È Cristo che ha reso possibile il vero equilibrio del posto del corpo tra cielo e terra. Attraverso l’incarnazione di Cristo la nostra carne è stata redenta. Perciò ora possiamo guardare il corpo senza adorazione, l’adorazione lussuriosa richiesta dalla pornografia. E non abbiamo bisogno di intrattenere la menzogna che il corpo sia una parte minore o addirittura spregevole della nostra umanità, come fanno gli gnostici.
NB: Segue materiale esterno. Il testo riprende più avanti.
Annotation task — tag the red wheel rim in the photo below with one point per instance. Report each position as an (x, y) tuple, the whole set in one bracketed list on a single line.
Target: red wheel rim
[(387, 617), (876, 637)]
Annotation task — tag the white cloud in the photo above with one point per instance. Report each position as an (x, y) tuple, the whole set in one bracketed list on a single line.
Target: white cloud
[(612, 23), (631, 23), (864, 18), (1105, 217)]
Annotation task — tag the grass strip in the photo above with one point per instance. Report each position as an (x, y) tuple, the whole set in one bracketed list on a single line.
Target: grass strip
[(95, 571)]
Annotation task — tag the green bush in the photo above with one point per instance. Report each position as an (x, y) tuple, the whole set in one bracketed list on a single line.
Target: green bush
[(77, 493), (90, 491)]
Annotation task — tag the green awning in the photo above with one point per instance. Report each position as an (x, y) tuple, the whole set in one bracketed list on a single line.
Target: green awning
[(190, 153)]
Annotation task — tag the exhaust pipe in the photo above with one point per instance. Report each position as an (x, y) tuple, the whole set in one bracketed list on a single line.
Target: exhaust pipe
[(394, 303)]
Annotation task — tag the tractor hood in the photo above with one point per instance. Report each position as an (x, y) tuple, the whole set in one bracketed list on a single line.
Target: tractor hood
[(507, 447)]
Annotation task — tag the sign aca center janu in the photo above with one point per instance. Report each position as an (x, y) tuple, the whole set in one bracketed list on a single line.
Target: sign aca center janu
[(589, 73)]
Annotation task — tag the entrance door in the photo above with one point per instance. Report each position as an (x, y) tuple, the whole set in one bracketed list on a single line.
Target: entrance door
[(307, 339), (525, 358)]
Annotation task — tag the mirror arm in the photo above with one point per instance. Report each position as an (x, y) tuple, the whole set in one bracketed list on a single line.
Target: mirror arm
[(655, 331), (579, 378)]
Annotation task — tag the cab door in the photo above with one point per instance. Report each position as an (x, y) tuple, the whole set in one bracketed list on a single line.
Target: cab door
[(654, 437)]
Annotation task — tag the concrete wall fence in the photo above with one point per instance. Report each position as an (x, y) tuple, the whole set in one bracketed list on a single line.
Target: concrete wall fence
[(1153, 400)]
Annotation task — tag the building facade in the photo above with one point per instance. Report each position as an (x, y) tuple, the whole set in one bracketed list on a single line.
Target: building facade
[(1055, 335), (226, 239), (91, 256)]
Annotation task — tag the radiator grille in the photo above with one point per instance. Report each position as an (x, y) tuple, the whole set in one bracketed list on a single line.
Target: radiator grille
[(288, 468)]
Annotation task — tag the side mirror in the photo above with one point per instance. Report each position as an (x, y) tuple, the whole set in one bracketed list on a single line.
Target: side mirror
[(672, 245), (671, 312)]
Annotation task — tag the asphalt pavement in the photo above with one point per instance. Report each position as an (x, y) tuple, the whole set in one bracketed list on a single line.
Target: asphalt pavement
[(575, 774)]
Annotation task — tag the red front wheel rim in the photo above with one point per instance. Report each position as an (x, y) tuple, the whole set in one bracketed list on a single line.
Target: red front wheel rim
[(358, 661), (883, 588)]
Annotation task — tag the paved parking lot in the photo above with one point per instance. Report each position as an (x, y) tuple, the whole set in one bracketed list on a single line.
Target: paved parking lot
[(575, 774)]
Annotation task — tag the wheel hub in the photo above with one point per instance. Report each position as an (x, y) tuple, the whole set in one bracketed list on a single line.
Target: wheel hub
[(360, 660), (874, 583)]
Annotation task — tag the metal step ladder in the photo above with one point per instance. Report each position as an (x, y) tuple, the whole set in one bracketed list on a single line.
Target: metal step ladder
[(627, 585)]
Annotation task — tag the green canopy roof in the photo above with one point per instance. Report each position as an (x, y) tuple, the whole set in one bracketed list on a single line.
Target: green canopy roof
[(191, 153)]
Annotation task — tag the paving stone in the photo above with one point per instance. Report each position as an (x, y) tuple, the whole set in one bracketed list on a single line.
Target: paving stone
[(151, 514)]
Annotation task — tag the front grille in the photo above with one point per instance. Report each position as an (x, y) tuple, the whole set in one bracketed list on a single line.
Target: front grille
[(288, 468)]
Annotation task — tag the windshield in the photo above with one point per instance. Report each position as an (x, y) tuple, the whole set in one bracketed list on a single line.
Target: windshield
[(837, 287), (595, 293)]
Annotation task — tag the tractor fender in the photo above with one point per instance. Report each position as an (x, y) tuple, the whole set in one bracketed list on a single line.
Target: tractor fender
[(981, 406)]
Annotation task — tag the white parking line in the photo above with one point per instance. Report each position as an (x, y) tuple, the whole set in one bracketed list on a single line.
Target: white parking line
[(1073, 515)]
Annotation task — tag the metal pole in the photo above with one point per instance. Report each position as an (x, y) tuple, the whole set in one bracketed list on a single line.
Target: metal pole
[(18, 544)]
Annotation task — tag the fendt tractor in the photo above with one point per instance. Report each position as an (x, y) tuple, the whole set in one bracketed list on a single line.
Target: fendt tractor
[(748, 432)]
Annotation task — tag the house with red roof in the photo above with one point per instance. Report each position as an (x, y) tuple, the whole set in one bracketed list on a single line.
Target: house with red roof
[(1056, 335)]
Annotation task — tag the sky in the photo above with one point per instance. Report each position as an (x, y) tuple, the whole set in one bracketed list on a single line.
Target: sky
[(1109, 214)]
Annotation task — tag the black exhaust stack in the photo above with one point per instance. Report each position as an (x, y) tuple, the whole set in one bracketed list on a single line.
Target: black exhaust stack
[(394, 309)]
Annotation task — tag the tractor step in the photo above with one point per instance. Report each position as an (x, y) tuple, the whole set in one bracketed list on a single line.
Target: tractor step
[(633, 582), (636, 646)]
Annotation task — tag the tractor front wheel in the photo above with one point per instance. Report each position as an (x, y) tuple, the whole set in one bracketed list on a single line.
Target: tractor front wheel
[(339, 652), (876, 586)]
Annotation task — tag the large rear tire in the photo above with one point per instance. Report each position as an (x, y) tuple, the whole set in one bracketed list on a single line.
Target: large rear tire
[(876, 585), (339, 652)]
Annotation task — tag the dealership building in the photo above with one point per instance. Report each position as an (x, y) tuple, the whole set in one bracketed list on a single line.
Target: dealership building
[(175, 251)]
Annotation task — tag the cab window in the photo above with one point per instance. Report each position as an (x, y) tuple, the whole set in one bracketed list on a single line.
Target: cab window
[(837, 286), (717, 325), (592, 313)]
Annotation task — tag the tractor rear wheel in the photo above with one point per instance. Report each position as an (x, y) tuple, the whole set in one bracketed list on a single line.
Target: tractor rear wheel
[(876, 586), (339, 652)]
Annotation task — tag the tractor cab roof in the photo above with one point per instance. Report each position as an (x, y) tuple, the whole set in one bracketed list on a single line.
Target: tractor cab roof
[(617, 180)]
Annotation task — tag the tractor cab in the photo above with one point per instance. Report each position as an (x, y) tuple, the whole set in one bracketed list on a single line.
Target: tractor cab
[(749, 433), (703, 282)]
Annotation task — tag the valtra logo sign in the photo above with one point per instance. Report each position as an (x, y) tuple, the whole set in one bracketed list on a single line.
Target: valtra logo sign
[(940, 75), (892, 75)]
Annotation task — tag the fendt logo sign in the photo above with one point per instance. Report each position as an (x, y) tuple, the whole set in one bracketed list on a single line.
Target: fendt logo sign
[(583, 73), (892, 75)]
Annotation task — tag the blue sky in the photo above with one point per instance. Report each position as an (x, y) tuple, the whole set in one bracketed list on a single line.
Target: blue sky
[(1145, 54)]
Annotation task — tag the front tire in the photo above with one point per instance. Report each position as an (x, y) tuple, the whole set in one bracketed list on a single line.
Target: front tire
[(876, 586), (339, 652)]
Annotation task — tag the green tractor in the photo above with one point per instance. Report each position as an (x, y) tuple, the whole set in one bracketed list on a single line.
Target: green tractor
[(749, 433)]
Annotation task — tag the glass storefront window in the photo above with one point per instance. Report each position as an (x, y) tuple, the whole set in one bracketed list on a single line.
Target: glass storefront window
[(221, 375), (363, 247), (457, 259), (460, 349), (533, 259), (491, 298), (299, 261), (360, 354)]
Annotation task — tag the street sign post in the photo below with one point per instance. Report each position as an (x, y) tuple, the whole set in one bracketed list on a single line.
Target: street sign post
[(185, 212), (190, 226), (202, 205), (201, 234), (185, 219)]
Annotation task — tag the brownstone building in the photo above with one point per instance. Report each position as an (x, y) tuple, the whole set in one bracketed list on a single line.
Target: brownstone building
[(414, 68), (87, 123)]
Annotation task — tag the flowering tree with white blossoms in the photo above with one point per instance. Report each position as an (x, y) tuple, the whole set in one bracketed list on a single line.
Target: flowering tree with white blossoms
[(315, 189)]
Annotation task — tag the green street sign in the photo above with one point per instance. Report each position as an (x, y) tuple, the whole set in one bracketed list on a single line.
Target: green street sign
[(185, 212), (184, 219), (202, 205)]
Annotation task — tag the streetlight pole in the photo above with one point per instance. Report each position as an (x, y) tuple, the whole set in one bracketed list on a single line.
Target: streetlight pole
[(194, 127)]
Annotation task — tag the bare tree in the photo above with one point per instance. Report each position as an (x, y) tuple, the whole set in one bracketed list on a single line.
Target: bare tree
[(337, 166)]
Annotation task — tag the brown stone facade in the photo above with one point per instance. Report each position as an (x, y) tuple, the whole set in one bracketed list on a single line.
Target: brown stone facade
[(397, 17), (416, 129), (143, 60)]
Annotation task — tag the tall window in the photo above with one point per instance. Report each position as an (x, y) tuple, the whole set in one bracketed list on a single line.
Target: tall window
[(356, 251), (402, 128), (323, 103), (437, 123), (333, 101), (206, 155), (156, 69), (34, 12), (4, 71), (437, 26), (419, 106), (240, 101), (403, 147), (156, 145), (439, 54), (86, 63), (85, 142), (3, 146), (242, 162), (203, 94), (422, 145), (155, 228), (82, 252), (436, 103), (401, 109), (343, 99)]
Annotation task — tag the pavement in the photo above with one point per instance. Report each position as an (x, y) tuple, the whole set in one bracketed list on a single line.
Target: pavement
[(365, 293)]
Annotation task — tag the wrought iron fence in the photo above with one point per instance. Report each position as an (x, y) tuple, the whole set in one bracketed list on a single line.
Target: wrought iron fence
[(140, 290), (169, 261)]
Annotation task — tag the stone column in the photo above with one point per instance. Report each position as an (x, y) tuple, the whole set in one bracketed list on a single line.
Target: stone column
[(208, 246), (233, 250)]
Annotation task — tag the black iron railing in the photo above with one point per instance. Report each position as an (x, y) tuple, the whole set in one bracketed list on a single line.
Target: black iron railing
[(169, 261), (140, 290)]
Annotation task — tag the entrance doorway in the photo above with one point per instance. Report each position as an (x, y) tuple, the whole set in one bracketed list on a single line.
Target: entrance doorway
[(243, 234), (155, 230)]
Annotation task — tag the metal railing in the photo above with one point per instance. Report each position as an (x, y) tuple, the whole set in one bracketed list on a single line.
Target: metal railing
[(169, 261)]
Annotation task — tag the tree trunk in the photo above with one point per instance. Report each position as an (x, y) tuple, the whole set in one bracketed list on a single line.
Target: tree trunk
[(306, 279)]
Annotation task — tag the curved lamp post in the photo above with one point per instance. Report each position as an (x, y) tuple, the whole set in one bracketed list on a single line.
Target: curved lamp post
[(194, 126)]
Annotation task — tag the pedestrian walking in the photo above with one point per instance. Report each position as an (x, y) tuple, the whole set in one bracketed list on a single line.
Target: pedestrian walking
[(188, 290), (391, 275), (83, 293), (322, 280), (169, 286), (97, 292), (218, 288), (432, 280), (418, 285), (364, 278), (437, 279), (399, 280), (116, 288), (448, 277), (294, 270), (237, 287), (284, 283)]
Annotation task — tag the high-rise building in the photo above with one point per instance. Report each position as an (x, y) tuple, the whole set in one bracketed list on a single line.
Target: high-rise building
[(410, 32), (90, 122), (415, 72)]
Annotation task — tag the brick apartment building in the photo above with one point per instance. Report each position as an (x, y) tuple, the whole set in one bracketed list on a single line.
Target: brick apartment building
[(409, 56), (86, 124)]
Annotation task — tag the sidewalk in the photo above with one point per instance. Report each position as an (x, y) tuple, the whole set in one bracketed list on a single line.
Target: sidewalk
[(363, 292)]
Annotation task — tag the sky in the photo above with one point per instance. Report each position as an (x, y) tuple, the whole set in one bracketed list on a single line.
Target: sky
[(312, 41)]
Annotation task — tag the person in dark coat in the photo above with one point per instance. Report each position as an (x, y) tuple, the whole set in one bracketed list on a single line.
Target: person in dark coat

Avere un corpo è un prerequisito per essere umani e ora, che possiamo conoscere la redenzione, siamo in grado di vedere la nostra fisicità nella sua vera luce come più di un semplice contenitore da buttare usato per le parti migliori.

Come parte terrena della creazione, tuttavia, anche ora siamo in grado di fare dei nostri corpi un sacrificio vivente a Dio a causa del reale e completo sacrificio di Cristo per noi. In questa offerta dei nostri corpi, non solo mostriamo la nostra speranza nel mondo a venire, ma possiamo gustare la Gloria del Suo Corpo e del Suo Sangue mentre assumiamo la pienezza della vita per cui siamo stati fatti, sia vestiti che non vestiti. Ma dobbiamo ricordare che questo è temporale. Nel mondo a venire conosceremo Dio nella Sua pienezza e non avremo più bisogno dei vestiti che ci sono stati dati durante la nostra cacciata dall’Eden. Non avremo più bisogno di tutta quella diversità di copertura che dava espressione a status, vanità, ansie, insicurezze, inganni, desiderio, vergogna, speranza e molto altro. Perché in quel mondo saremo visti indossare vesti gloriosamente bianche, lavate nel sangue dell’Agnello. Lì non saremo più costretti a compiere il nostro precario atto di equilibrio tra due mondi, perché lì saremo a casa.